= Gabriel Camargo Salamanca =

Colombian businessman (1942–2022)

Gabriel Camargo Salamanca (23 May 1942 – 21 November 2022) was a Colombian businessman and sports director who worked in politics as a departmental deputy, municipal councilor and senator of the republic. At the start of the 2020s he was the largest shareholder of Deportes Tolima.

== Life ==
Salamanca was born in Tunja, Boyacá, Colombia, and he married Leonor Serrano (born 1 May 1936), a marriage from which three children were born (Gabriel, Catherine and Caesar Alexander). Gabriel Camargo was known through the company Incubacol and for more than 20 years as a leader of the football professional Colombian.

Salamanca died of cancer in Bogotá on 21 November 2022, at the age of 80.

== Political life ==
Among the public positions he has held are: senator of the Republic of Colombia, deputy of the Departmental Assembly of Cundinamarca between 1994 and 1998, and councilor of Fusagasuga.

For the parliamentary elections of 1998, he joined the Partido Somos Colombia, with which he campaigned to obtain the position of senator of the Republic for the period 1998 to 2002, winning the elections with 39,146 votes where the majority of votes in his favor were obtained in Cundinamarca, Tolima and Boyacá, serving in the Third Commission of the Senate, this as Holder of the Seat.

== Works in Colombian sports ==
Salamanca started in the sport, in his youth, when he practiced athletics, becoming national runner-up in the 100 m. At the University of Tunja he played baseball and soccer as a goalkeeper. Later he was the director of the Athletics League of Boyacá, before having contacts with the Junior of Barranquilla through the then president of that club, Fuad Char.
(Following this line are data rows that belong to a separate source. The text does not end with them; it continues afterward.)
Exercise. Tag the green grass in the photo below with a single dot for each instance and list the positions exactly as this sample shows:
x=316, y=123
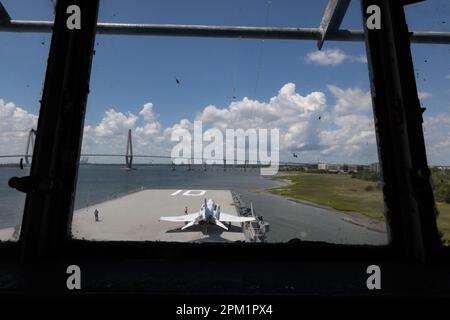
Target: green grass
x=344, y=193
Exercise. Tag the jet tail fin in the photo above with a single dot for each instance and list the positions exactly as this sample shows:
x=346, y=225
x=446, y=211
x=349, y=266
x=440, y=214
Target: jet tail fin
x=190, y=224
x=220, y=224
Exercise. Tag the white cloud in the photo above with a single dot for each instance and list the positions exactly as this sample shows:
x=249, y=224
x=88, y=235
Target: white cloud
x=334, y=126
x=351, y=100
x=332, y=57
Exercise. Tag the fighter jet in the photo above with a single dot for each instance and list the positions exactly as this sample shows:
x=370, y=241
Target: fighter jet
x=209, y=213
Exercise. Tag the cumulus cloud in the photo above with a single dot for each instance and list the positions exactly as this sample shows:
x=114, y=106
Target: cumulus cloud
x=332, y=57
x=15, y=123
x=334, y=126
x=109, y=135
x=308, y=123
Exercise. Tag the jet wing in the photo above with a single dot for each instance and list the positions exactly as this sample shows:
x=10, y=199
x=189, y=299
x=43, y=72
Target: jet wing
x=225, y=217
x=183, y=218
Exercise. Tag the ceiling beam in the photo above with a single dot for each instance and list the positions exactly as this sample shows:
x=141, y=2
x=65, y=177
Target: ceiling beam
x=332, y=19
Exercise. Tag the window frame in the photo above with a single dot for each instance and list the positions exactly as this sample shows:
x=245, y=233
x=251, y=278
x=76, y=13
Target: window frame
x=49, y=189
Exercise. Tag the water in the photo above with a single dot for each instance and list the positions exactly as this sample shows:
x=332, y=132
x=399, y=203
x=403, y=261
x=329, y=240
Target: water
x=288, y=219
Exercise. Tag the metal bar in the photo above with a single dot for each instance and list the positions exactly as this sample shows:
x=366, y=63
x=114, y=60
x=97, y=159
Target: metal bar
x=280, y=33
x=49, y=203
x=332, y=19
x=408, y=196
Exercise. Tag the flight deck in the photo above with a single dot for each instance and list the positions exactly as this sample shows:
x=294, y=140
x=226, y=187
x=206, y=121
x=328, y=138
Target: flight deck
x=135, y=217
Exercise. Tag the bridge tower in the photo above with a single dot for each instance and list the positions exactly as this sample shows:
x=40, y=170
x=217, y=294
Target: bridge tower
x=30, y=146
x=129, y=152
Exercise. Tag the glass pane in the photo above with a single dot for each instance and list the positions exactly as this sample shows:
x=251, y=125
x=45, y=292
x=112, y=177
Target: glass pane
x=23, y=60
x=326, y=187
x=432, y=68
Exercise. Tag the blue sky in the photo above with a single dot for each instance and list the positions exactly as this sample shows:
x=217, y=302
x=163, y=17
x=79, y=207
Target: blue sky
x=130, y=72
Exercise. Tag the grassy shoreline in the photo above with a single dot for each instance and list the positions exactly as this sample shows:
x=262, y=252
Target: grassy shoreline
x=344, y=193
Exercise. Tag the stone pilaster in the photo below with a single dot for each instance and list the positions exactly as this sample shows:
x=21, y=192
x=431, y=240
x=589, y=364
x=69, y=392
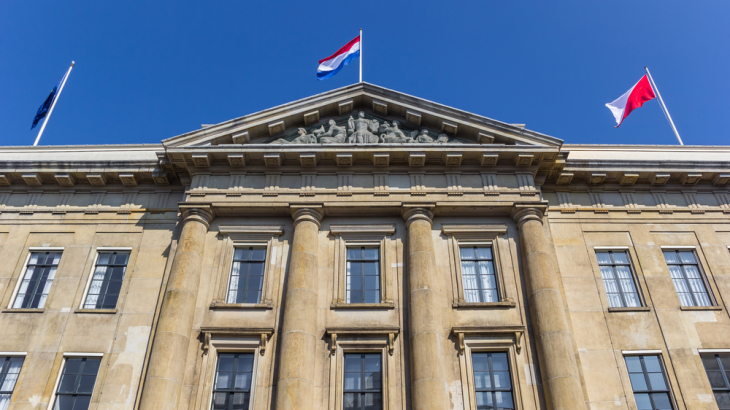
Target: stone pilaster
x=166, y=369
x=295, y=383
x=550, y=322
x=429, y=388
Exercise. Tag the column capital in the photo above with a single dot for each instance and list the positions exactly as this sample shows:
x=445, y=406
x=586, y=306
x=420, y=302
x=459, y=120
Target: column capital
x=199, y=213
x=523, y=212
x=416, y=212
x=310, y=213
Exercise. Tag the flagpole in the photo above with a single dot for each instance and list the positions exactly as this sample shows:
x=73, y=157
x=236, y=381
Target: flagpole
x=360, y=55
x=664, y=106
x=55, y=100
However, it was the engineer Luis Ernesto Camacho, in the company of Héctor Rivera, who spoke with Gabriel Camargo and Eduardo Robayo to offer them Deportes Tolima. Camargo and Robayo studied the offer and were involved in Colombian soccer since the end of the 1970s.

== Maximum shareholder of Deportes Tolima ==
Since that golden age of Kokoriko Tolima, the businessman and leader has been linked to the red and gold team. However, after the resounding triumphs between 1981 and 1982, he left and withdrew his financial support from the institution until the mid-nineties when he returned to stay and manage the destinies of the "Pijao" cast, even in that stormy 1993, when the tolimense team descended and participated in the Tournament of the First B in 1994.

His friendship with Alfonso Trujillo Ortiz, a businessman from Girardot who lived in Ibagué 55 years ago, led him to offer him the presidency of the club, while he dedicated himself to different trades. His resume and the affection of people from various regions, led Gabriel Camargo Salamanca to reach the Senate of the Republic for two terms, from where he projected his political career. Among his administrative achievements is the achievement of resources for the Manuel Murillo Toro stadium, the meeting of sponsors for the team and the support of different politicians in the region.

Gabriel Camargo Salamanca, as owner of the Tolima institution, led Deportes Tolima to four out of five subtitles and habitual participations in Copa Libertadores and Copa Sudamericana, added to this the most important achievements of the red wine and gold institution in this case its first, second and third title of the national rent in the Torneo Completion 2003 the Apertura Tournament 2018, the Apertura Tournament 2021, in addition to this the title of the Copa Colombia of 2014 and the Superliga de Colombia of 2022.

== Personal distinctions ==
Distinction Cacique Calarcá of the Government of Tolima, Adoptive Son of Ibagué, Adoptive Son of Tolima, declared by the Departmental Assembly, on 19 April 2022. Order of Tolima (1st Class) and Distinction of the Federation National Poultry Farmers.